The Great Puri.sm Outage of 2018

Kyle Rankin

Kyle Rankin

Chief Security Officer
PGP ID: 0xBD83B92B2F4BFD99
Fingerprint: 7B85 0961 8D82 0DF6 39241BB6 BD83 B92B 2F4B FD99
Kyle Rankin

We interrupt our regular news bulletin about our FLOSS-centric security-focused laptops and phones to bring you this special announcement about a recent temporary outage of our primary domain name.

Now this is a story all about how
our domain got flipped-turned upside down,
and I’d like to take a minute,
just sit right there,
I’ll tell you how we restored the glue records of puri.sm.
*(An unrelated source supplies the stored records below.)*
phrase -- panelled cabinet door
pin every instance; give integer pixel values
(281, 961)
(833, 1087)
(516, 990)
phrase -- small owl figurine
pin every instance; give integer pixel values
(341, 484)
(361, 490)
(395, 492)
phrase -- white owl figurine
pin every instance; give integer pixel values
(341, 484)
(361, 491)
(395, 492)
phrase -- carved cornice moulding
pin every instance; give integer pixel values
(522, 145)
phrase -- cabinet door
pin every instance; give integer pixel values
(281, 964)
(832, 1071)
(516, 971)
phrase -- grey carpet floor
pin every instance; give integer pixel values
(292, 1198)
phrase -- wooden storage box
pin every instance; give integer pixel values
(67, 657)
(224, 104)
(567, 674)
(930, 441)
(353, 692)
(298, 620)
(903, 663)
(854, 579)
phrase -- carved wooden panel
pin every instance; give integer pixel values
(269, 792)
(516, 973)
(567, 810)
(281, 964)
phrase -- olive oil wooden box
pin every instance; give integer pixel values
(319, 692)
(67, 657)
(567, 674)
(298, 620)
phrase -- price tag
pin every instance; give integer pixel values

It Was a Dark and Stormy Night

Like with all major outages, our story begins in the middle of the night (well, the middle of the night in my timezone). Our monitoring servers alerted our sysadmins that our website was down, and when they started investigating, they discovered that the outage extended to all of our servers because DNS was no longer resolving. We host our own DNS, and it—along with the website and all of our other servers—was up and running fine. The problem was this:

$ whois puri.sm
Domain Name: puri.sm
Registration date: 05/05/2014
Status: Suspended

Even though our domain wasn’t up for renewal until May, it was marked as “suspended” for some reason unknown to us. This is significant, because when a domain gets suspended, the registry takes it offline by removing its DNS “glue” records at the TLD DNS servers, so instead of records for ns1.puri.sm and friends we had:

$ dig +trace puri.sm
; <<>> DiG 9.11.2-P1-1-Debian <<>> +trace puri.sm
. . .
sm. 3600 IN SOA dns.omniway.sm. hostmaster.telecomitalia.sm. 2018022036 43200 3600 2419200 3600
;; Received 109 bytes from 194.183.64.10#53(dns.omniway.sm) in 187 ms

I truncated the above output, but you can run the same dig command on a console to see what the output should look like. Without our DNS glue records, even though all of our servers were up and running, DNS queries for puri.sm would stop at the .sm name servers and never move on to our name servers. We were dead in the water.

How DNS Works

To understand why we were offline even though our servers were up, it helps to understand a bit about how DNS works:

  1. When you look up www.puri.sm in your web browser, that browser sends the request to the recursive name server your computer has configured (often pointing at your ISP’s name servers). That recursive name server starts with root DNS servers that contain the name server records for each Top Level Domain (TLD) on the Internet, from .com to .sm.
  2. A root name server then responds with the IP addresses of the TLD DNS servers (in this case for the .sm TLD).
  3. Your recursive name server asks them for the address of www.puri.sm.
  4. They respond with the DNS servers for puri.sm.
  5. Your resolver then asks one of our puri.sm name servers for the address for www.puri.sm.
  6. We respond with the IP address.

This sounds like a lot of steps, but in practice it’s much faster because your recursive name server (and usually your OS as well) will cache the responses it gets back based on the Time To Live (TTL) value each response includes. Generally the TTL for TLDs is relatively long (172800 seconds or 48 hours in the case of .sm) so recursive name servers don’t have to ask the root name servers for their records too often.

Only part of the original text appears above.